I was reading through Go\'s compress/flate
package, and I found this odd piece of code [1]:
n := int32(len(list))
list = list[0 : n+1]
list[n] = max
It cannot be a run time exception because the language specification prescribes that the upper limit of the slice operation is the capacity of the slice, not its length.
This is not abusing the slice, this is just perfectly using what a slice is : a window over an array.
I'll take this illustration from another related answer I made :
array : [0 0 0 0 0 0 0 0 0 0 0 0]
array : <---- capacity --->
slice : [0 0 0 0]
slice : <---- capacity --->
When the array is greater than the slice it's normal and standard to take a greater slice by extending one when you know you don't go out of the underlying array (which can be verified using cap()
).
Regarding your buggy code you give as example, yes, it might be dangerous, but arrays and slices are among the most basic structures of the languages and you must understand them before you use them if you want to avoid such bugs. I personally think that any go coder should not only know the API but also what are slices.

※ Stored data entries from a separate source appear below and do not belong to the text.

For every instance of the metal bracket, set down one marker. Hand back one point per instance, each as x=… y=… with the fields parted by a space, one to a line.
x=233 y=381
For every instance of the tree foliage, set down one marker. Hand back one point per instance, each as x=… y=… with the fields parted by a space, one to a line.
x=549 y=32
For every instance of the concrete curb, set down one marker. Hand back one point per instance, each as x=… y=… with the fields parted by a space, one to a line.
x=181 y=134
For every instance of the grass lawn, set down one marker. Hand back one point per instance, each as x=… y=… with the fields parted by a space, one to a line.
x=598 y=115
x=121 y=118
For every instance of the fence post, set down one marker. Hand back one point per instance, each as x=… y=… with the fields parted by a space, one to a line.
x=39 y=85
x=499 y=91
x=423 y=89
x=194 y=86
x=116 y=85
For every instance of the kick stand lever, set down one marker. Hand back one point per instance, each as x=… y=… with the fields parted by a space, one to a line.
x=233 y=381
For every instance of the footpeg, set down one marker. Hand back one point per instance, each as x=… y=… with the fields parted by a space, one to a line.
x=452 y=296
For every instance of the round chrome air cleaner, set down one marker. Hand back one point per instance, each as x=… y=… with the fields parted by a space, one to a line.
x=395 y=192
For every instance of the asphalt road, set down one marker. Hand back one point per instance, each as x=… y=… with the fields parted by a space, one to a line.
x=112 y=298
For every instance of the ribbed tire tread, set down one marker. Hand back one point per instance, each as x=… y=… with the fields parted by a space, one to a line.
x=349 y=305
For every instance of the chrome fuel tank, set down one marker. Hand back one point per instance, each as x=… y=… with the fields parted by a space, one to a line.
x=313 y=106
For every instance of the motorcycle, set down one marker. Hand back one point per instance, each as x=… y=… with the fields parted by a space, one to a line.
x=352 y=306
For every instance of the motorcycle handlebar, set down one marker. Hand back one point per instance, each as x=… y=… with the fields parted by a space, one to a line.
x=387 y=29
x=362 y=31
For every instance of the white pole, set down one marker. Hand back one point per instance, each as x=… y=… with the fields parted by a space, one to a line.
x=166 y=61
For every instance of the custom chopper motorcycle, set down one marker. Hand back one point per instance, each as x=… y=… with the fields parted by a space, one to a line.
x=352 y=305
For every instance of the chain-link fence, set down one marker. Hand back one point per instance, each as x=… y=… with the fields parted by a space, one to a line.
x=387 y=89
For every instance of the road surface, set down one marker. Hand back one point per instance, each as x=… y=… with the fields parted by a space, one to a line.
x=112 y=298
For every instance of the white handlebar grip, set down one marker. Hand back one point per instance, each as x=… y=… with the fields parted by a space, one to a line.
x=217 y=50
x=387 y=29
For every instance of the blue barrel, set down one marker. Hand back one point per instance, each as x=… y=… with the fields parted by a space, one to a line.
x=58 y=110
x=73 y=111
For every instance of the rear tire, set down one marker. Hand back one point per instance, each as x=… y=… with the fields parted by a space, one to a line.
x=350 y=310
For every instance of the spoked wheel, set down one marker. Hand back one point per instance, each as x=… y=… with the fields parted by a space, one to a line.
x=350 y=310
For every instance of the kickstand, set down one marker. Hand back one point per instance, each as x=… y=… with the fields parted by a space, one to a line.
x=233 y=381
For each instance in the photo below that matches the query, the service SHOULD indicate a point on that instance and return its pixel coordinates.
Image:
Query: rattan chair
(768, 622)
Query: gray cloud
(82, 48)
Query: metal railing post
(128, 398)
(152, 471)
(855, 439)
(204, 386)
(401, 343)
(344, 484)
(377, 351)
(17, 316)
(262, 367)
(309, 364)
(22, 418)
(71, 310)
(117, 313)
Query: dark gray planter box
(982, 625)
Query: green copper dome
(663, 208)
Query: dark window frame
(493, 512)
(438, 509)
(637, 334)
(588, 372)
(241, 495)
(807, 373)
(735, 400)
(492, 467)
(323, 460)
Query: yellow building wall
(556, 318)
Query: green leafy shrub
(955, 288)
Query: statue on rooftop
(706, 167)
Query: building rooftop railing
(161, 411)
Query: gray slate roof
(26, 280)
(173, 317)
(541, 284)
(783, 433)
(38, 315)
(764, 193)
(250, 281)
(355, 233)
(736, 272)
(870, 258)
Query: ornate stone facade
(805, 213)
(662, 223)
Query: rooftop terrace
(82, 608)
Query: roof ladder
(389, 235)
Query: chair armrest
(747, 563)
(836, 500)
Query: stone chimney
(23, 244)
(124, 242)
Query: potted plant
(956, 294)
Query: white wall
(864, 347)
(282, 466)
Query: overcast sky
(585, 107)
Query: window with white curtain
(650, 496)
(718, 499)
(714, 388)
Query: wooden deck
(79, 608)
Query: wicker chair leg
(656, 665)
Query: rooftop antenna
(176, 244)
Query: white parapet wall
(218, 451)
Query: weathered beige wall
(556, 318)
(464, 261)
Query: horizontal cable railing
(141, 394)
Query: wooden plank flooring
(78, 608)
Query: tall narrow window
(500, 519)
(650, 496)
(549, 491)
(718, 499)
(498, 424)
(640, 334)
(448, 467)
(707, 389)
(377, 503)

In the code you link to, a short analysis shows that there is no possible overflow possible as list
is created as
list := make([]literalNode, len(freq)+1)
and is later resized to count
which can't be greater than len(freq)
:
list = list[0:count]
One might have preferred a few more comments but as the function containing list = list[0 : n+1]
is private and called from only one place, it might also be considered the balancing between comment verbosity and code obscurity sounds right. It's painful to have too much comments hiding the code and anybody in need to read this code is able to easily check there is no overflow just like I did.